At the age of 34, Ryken went to North America and served as a catechist among the missionaries to the Native Americans. During his three year tour, he conceived the idea of starting a congregation of brothers to work alongside the missionary priests. On returning to Europe he set about planning the establish such a society in Belgium, a country eminent for missionary zeal.
Founding
When Ryken journeyed back to the US in 1837, he noticed that the city youth, noticeably the children of immigrants, were even more in need of instruction than the Native Americans. Bishop Rosati of St. Louis encouraged him to found a religious congregation of laymen whose members would labor among all classes of youth. Six other bishops sanctioned his plan to bring religious teachers to the United States.
Mr. Ryken prepared for a journey to Rome to receive the permission and blessing of Pope Gregory XVI by going through a term of probation in the novitiate of the Redemptorist Fathers. This influenced him to model the religious garb of his order after that of the Redemptorists. The spirit of the Xaverian Brothers, on the other hand, can be traced to the influence of the Jesuit confessor and counselor of Mr. Ryken, Father Isidore Van de Kerckhove, who drew up the original rules.
Although many religious institutes were being founded at the time as part of a revival that succeeded the fall of Napoleon I, Ryken's vision was different. He wanted to found a missionary institute rather than a congregation that would address the needs of a specific region. On June 15, 1839, with this ideal and vision, the forty-two year old Ryken went to live in a rented house on Ezelstraat in the centuries old city of Bruges, Belgium. For five long days the founder waited for the arrival of the two companions who had promised to join him in his undertaking: a tailor and a weaver. Unfortunately for Mr. Ryken, his companions would prove less dedicated and resilient than himself and it took a year before better suited candidates were welcomed into the house on Ezelstraat. Despite poverty and hardships, the little band grew gradually stronger. Two primary schools were soon opened in Bruges, and some brothers were sent to a normal school at St Trond for professional training.
By 1841, the community had grown beyond the space available in the little house on Ezelstraat, and Ryken, with financial help from a sympathetic banker, purchased a large estate in a neighboring section of Bruges called "Het Walletje". The Xaverian brothers began to attract candidates from Germany, Holland, Belgium, England, Ireland and France. In 1848, a colony of brothers went to England to open schools in parishes in Bury and Manchester. Eventually, they opened Clapham College, London.
Troubles and resignation
Ryken would be burdened by the loan he took in order to purchase Het Walletje for the rest of his superiorship. Additionally, internal hardships including a crisis at the Mother House in Bruges showed Ryken to be an inept administrator. Ryken was invited by the Bishop of Bruges, Jean Baptiste Malou to tender his resignation. Ryken willingly turned over his office to a younger man, and then spent the last eleven years of his life as a simple subject in the order he had established.
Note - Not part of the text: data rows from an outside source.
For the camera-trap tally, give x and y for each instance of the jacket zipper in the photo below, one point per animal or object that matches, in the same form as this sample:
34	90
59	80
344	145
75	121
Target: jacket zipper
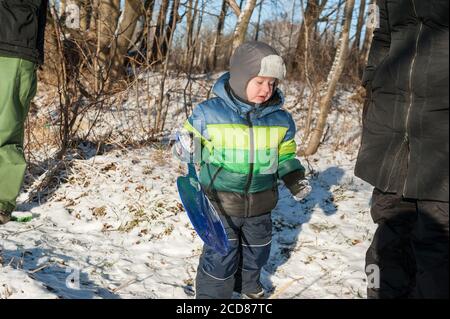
251	165
411	95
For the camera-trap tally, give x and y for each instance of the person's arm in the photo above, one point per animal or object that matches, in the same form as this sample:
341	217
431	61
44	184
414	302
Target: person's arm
42	20
193	138
290	170
381	43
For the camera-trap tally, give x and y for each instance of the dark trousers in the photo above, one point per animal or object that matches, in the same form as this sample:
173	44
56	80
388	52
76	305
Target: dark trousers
250	240
409	250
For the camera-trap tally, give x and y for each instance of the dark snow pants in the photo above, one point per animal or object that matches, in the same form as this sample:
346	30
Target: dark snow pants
250	240
409	250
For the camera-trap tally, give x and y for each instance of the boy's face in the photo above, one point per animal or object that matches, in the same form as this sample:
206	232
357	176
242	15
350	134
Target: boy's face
260	89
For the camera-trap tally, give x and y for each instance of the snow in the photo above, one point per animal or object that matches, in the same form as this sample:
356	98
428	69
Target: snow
115	226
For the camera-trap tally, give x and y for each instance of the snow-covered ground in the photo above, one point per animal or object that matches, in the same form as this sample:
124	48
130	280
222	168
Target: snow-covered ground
115	227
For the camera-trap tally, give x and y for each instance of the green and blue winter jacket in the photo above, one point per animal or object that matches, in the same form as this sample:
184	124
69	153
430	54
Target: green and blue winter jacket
245	150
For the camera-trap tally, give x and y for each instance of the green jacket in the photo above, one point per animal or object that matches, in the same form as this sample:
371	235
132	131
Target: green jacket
246	148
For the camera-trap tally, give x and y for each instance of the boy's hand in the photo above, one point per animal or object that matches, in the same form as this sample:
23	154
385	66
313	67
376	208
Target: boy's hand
305	190
183	148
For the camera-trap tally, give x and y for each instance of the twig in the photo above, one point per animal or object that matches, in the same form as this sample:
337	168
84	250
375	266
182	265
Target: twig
284	287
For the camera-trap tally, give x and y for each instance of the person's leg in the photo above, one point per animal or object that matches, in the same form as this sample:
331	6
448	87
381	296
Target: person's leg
215	273
17	88
390	261
430	242
256	242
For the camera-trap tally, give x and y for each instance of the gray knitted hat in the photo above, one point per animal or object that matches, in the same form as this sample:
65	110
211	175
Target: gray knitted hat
253	59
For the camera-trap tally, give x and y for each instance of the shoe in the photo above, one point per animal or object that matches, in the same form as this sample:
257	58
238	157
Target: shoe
4	217
255	295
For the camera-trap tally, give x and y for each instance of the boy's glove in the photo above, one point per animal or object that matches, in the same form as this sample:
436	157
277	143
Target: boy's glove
305	190
183	148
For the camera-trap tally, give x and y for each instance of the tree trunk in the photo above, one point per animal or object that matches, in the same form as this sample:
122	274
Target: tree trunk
109	12
173	20
333	78
310	18
242	24
364	53
131	13
146	35
218	35
359	25
85	14
159	32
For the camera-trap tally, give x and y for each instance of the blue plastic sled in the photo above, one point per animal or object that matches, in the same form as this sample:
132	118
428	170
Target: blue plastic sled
201	212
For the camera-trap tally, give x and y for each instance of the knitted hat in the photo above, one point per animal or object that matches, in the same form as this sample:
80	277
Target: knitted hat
253	59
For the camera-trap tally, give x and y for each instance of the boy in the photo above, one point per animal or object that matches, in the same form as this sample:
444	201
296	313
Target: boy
247	143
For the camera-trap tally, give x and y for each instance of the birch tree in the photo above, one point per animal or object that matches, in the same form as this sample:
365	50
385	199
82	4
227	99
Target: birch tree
332	80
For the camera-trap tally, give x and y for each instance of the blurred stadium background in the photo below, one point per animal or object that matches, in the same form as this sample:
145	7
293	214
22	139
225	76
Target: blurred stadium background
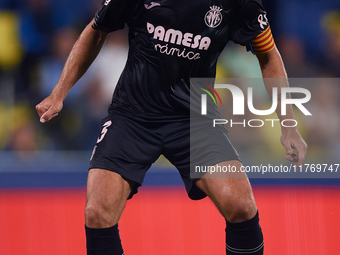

Before his death on November 26, 1871, at the age of seventy-four, Ryken had the happiness of being present at the first general chapter of his order in Bruges in 1869. By this time the threatening debt had not only been cleared, but the number of brothers had grown from 58 in 1860 to 133, and there were nine well-established communities working among the poor in Belgium, England and the United States.
Mission to the United States
In 1853 Louisville Bishop Martin Spalding invited the Xaverian brothers to open a school in his diocese, and in 1854 the first colony of brothers moved to the United States. The Brothers took charge of several parochial schools in 1864 opened St. Xavier's College.
In 1864, Spalding, then Archbishop of Baltimore, asked the Xaverians to open schools there, and they did so. Baltimore was made the center of Xavierian activities in the United States, and in 1876 a novitiate was opened there.
By 1900, the Xaverian Brothers had opened schools in New York, Massachusetts, Virginia, West Virginia, and Pennsylvania.